Speaking to CosmeticsDesign-Europe after his presentation, Gonry said personalised cosmetic products threw up a whole range of possible blends, whether mixed in store, by consumers or companies, and every possible combination had to be safety assessed.

“I’ll give you a concrete project we have now: it’s a company with five shampoos, five serums and five different perfumes. That’s 125 different products you can make, so they all need to be assessed,” he said.

Importantly, each ingredient, concentrate or active designed to be blended into a final personalised formulation also had to be safe in its purest form, Gonry said. “For instance, I would never allow my customers to sell cinnamon oil, because it’s a very toxic oil.”

For products designed to be mixed by the consumer, he said some raw materials were just completely unsuitable and others had to be limited to safe doses – using very mild surfactants, for example, versus regular strength typically used.

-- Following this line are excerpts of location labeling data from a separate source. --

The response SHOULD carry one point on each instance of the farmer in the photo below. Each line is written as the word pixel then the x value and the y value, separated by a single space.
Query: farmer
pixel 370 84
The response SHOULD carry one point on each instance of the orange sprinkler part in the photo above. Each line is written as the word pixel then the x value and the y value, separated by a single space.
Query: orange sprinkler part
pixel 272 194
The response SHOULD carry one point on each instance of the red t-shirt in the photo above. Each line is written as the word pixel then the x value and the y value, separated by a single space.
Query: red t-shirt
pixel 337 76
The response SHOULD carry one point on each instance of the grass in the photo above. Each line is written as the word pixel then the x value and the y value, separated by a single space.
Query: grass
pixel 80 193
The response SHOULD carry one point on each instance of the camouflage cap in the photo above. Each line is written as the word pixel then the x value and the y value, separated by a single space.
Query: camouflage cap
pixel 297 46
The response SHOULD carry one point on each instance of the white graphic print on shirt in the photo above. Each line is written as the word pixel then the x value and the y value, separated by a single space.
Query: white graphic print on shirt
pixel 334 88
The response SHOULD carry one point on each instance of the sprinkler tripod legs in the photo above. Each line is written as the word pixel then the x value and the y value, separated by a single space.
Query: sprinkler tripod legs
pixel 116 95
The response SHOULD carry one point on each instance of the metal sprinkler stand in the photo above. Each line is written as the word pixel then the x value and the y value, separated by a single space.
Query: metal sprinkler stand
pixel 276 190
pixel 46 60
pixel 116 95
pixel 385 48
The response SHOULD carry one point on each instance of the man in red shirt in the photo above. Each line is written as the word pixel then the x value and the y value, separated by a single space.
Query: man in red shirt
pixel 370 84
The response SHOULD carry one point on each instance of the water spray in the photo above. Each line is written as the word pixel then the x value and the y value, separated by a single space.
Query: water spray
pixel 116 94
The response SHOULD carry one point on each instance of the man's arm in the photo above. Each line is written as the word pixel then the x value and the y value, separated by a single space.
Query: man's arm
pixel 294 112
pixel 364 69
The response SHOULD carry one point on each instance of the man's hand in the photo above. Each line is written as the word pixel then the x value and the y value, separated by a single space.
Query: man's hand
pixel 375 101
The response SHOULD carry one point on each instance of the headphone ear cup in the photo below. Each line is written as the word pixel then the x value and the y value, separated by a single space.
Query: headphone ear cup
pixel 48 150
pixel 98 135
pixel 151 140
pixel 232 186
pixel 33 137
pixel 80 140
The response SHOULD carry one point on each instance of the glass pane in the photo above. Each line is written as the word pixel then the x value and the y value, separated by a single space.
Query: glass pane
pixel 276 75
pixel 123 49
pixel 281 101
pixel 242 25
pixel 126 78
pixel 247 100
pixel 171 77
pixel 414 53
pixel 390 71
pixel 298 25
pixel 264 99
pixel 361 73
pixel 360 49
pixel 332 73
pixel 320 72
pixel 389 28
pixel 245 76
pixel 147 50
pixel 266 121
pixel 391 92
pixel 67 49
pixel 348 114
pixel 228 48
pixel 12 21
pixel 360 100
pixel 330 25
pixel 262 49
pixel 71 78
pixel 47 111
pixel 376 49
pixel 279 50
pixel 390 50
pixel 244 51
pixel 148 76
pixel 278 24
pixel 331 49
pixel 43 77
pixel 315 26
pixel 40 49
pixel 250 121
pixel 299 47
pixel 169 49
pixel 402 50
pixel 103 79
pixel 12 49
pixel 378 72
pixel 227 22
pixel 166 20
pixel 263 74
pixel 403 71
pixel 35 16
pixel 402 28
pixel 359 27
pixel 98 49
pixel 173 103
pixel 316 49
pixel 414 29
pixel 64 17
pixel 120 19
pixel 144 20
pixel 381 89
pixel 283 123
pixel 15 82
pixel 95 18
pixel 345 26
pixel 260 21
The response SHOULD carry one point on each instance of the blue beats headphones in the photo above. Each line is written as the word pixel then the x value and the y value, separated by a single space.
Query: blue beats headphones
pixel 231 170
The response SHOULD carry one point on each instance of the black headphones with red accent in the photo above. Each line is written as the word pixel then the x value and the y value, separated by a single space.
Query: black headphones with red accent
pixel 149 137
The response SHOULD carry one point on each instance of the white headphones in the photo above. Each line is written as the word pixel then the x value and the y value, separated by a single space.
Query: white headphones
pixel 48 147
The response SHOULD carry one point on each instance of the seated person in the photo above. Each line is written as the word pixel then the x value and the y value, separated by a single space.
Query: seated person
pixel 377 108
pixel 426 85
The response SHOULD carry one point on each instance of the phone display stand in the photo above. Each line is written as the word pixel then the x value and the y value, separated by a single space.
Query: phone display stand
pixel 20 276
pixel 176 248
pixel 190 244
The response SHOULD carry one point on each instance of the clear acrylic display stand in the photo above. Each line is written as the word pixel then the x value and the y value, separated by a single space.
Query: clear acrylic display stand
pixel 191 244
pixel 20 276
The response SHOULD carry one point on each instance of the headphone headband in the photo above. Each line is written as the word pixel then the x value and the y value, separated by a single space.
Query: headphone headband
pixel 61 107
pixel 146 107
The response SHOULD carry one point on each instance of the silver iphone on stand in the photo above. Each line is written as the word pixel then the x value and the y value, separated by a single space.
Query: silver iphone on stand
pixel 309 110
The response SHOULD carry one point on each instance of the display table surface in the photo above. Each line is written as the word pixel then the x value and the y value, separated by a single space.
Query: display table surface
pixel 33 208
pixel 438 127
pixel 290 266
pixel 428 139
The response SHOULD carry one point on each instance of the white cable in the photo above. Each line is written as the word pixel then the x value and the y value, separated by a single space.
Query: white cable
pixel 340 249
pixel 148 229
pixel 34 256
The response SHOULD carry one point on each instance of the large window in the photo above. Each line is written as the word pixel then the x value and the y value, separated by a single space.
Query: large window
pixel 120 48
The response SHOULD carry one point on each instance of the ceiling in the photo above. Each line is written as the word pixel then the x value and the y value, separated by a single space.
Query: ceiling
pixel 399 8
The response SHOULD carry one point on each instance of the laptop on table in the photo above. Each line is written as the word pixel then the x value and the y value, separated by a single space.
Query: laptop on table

Labelling on pre-blended personalised beauty must be legally compliant

For companies doing the blending and packaging of personalised products for consumers – shampoos or skin creams ordered online, for example – Gonry said labelling also had to carry the legally-required INCI names and formulation details.

He said S&C Consulting had developed a programme that made this process easier, given the sharp increase in requests to work on personalised cosmetic innovations.

“This is all feasible, but you have to adapt and be open for this,” he said.

Whilst it was more difficult to assess the safety of personalised cosmetics, he said it was necessary to do because personalisation was a surging and important consumer trend driven by a scepticism of traditional cosmetic products.

 “…That’s why we are really trying to be flexible with our customers to give them a solution that is legal and safe, because the last part is very important,” Gonry said.